A Confederação do Comércio e Serviços de Portugal (CCP) reafirmou esta terça-feira a necessidade de um conceito de loja histórica, no âmbito de uma eventual revisão da lei do arrendamento urbano.

Numa reunião na comissão parlamentar do Ordenamento do Território para debater a apresentação de uma petição da CCP, o vice-presidente Vasco Mello notou a «descaracterização dos centros históricos e as consequências óbvias da oferta para os turistas».

Perante os deputados, o responsável assumiu que os centros não devem incluir apenas lojas de marca ou de cidadãos do Bangladesh e China.

«O turista vai querer em Portugal lojas para nos conhecer», argumentou.

Referindo o exemplo de uma loja atingida pelo incêndio do Chiado, em 1988, e que acabou por desaparecer na transferência de local, Vasco de Mello sublinhou a importância da localização.

Outro vice-presidente da CCP Nuno Camilo garantiu que defender lojas histórias «não é ser saudosista», mas garantir que se beneficia quem «ao longo de gerações fez investimento e criou mais valia para a cidade, região e país», mencionando o caso da livraria Lello, no Porto.

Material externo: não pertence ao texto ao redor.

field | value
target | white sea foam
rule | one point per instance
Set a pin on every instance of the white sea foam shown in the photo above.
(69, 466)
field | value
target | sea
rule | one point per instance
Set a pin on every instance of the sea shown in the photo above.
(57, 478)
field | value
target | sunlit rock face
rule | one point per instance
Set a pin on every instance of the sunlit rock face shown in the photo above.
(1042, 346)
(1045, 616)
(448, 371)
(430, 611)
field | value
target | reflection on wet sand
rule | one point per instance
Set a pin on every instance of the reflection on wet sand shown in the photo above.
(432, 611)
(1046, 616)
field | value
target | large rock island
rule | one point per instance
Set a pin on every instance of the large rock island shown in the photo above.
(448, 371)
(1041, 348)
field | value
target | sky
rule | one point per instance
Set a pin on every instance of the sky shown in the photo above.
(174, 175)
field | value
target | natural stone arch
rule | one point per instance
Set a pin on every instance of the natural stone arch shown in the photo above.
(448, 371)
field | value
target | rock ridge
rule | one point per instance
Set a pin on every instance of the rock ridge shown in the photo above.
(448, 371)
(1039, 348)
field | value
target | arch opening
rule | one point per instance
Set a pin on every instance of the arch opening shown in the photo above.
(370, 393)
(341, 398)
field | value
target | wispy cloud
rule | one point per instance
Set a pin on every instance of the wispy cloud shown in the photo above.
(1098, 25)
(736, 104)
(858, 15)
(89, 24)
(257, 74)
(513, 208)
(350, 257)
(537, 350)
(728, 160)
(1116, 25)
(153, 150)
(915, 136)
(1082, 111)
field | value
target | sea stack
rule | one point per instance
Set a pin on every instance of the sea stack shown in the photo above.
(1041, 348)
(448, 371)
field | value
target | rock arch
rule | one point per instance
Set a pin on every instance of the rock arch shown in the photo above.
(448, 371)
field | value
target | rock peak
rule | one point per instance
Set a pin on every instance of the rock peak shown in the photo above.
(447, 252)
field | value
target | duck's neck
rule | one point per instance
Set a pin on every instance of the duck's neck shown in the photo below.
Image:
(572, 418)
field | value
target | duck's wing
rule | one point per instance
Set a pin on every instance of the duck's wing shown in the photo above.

Nuno Camilo referiu que os critérios para essa definição devem ser a antiguidade do contrato, assim como a traça arquitetónica e que a consequência seria um prolongamento no tempo do vínculo com o inquilino.

O mesmo responsável referiu que outra alteração pretendida é o pagamento faseado da renda quando há situações como as vividas no Porto 2001, em que as obras se prolongaram por mais que o previsto, dificultando a atividade comercial.

Vasco de Mello acrescentou que na comissão de monitorização da reforma do arrendamento urbano foram consensualizadas questões como o «apertar dos critérios» para a denúncia dos contratos para obras profundas e demolição, assim como o prolongamento do período transitório de cinco anos, que limita o aumento nas atualizações da renda.

O responsável referiu que uma das hipóteses propostas para alterar a atual lei é juntar mais cinco anos ao período, com a possibilidade de no quinto ano se fazer uma revisão do valor a pagar.

«O regime [legal] anterior também não era justo por não fazer a remuneração justa dos proprietários», admitiu ainda o dirigente da CCP.

A CCP voltou a sublinhar que deveria existir um regime específico para o arrendamento não habitacional e que a lei deve indicar dois direitos de propriedade: imóvel e estabelecimento comercial.